TEMPE, Ariz. – Arizona State University (ASU) researchers will embark on a novel renewable energy project with support from the National Science Foundation (NSF) through its Water Sustainability and Climate program (WSC).
NSF is providing $1.5 million to ASU to identify suitable locations across the United States where perennial biomass energy crops (e.g., miscanthus and switchgrass) could be grown sustainably. The five-year interdisciplinary project will integrate physical, agricultural and economic elements, embedded within a high-performance computing (HPC) framework, to identify geographically sustainable "hot-spots," areas best-suited for expansion of perennial bioenergy crops.
"This effort brings together researchers from diverse backgrounds to explore critically important questions related to domestic energy security and large-scale climate change," said Matei Georgescu, assistant professor in the School of Geographical Sciences and Urban Planning. Georgescu is the principal investigator of the project.

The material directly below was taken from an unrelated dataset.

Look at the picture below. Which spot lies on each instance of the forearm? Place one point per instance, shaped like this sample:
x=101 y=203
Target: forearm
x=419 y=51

The use of corn for ethanol production carries side effects, including food security concerns owing to its use as a staple food crop. Use of perennial feedstocks, such as miscanthus or switchgrass, offers a promising opportunity to decrease reliance on the use of food crops for energy production. Their sustainable expansion and utility for renewable energy purposes could significantly offset use of fossil fuels and combat greenhouse gas-induced climate change.
To avoid competition with food crops, the WSC-ASU project team will determine whether large-scale deployment of perennial bioenergy crops is sustainable by focusing their efforts on abandoned and degraded farmland over the contiguous U.S.
"From a water, climate and long-term sustainability points of view we need to improve our understanding of impacts from the deeper rooting system of perennials, including effects on the soil water column," said Georgescu. "For example, is the soil water column replenished on an annual basis or is the drawdown going to adversely affect the crop's growth during subsequent growing seasons, reducing crop yield and energy production in the long run?"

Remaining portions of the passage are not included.